Gain Pareto Thinking in CRM
In 1906 Italian economist Vilfredo Pareto uncovered the fact that a large percentage of wealth was concentrated in a small proportion of the population. From this Pareto advanced the logarithmic law of wealth distribution, emphasizing the disproportion--in other words, the "separation of the vital few from the trivial many." According to Pareto's law, 80 percent of profits come from 20 percent of customers. Applying Pareto thinking to CRM activities could make the difference between losing customer retention opportunities and optimizing long-term relationships with this profitable top tier.
Over the past 100 years, the 80/20 rule has stood the test of time in the business world. Companies have used it to create more productive and more profitable strategies in many ways. Now companies can apply this axiom to their CRM activities to leverage results with their own vital few. For example, contact centers can focus their retention efforts on their highest-value inbound calling customers, rather than spend valuable time, energy, and money making retention and cross-sell offers to their entire customer base.
Spend 80 Percent of Effort on the Top 20 Percent
The key to putting the Pareto principle into practice in customer contact programs starts with separating high-value customers from the rest. The next step is to capture that value by determining which actions will make these top customers more loyal (and thus even more profitable) to the company. Next, implement the actions with each high-value customer at a time when she will be receptive. Then consistently identify high-value customers and actions for every moment of the workday. And, last, execute this strategy with the smartest use of the enterprise's resources, including agent hours.

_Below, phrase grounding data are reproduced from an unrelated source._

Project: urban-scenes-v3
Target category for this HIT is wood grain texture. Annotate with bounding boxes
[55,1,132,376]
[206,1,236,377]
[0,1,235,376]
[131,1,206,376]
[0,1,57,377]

While this sophisticated strategy aims for lofty goals, achieving them is not difficult thanks to innovative predictive analytic technologies designed for the task. Many solutions do the heavy lifting, so customer contact centers can simply plan the preferred Pareto strategy and reap the benefits.
Putting Pareto Thinking Into Practice
Innovative predictive analytic software solutions can help you effortlessly separate your highest value customers from the rest, predict the action that will make them more loyal to your company, and execute the action at the right time--all while optimizing your resources. Here's how:
1. Predictive analytics extracts the top 20 percent. These solutions intelligently identify your highest value customers and their predicted reactions to various actions, using traditional, nontraditional, and innovative new data sources. The behavior assessment is critical because even among your high-value customers there are differences in how they will react to various sales or retention offers. For example, one customer will welcome an offer for a second product, such as a credit card, and another customer will be exasperated by the sales pitch. The trick is identifying the optimal action to take with each customer to garner her loyalty.
2. Predictive solutions execute targeted actions. Companies can preprogram their predictive analytic applications to handle each customer based on her value and scores at the individual account level. This enables companies to pinpoint the right strategy for the individual customer, unlike traditional behavior scores, which treat groups or segments of like customers alike. This customization allows companies to handle customers according to business goals and strategies. Here are a few examples of typical customer-handling scenarios in an inbound call center:
High-value customers with a high propensity to accept an offer are routed to special agents for personalized cross-sell offers.
High-value customers with a predicted risk of attrition are routed to retention agents for upsell offers.
Low-value customers remain in self-service.
3. Analytics dynamically manage calling queues. Traditionally inbound customer call centers operate on first-come, first-served. But this inflexible strategy doesn't support the 80/20 rule. Predictive analytics updates this standard operation by continually and dynamically resequencing the customer calling queues. Thanks to this sophisticated and highly flexible capability, companies are assured that their highest value customers always receive the ideal level of loyalty-boosting service.
Modern Analytics Support 100-Year-Old Theory
In today's highly competitive marketplace, customer retention is at the forefront of every company's mission. Progressive companies realize that it only takes one mistake, such as a mishandled inbound service call, to lose a customer to a competitor. Adding sophisticated analytic products to your existing preagent routing systems is one of the best ways to identify and service high-value inbound calling customers.
Companies that leverage leading-edge predictive applications can easily maximize the Pareto law and reap these benefits:
Identify customers with a high propensity to purchase cross- and upsell offers.
Conduct continuous retention activities with high-value customers.
Deepen engagement with high-value customers.
Reduce the risk of attrition with superior service.
Deliver a better customer experience and win the CRM battleground.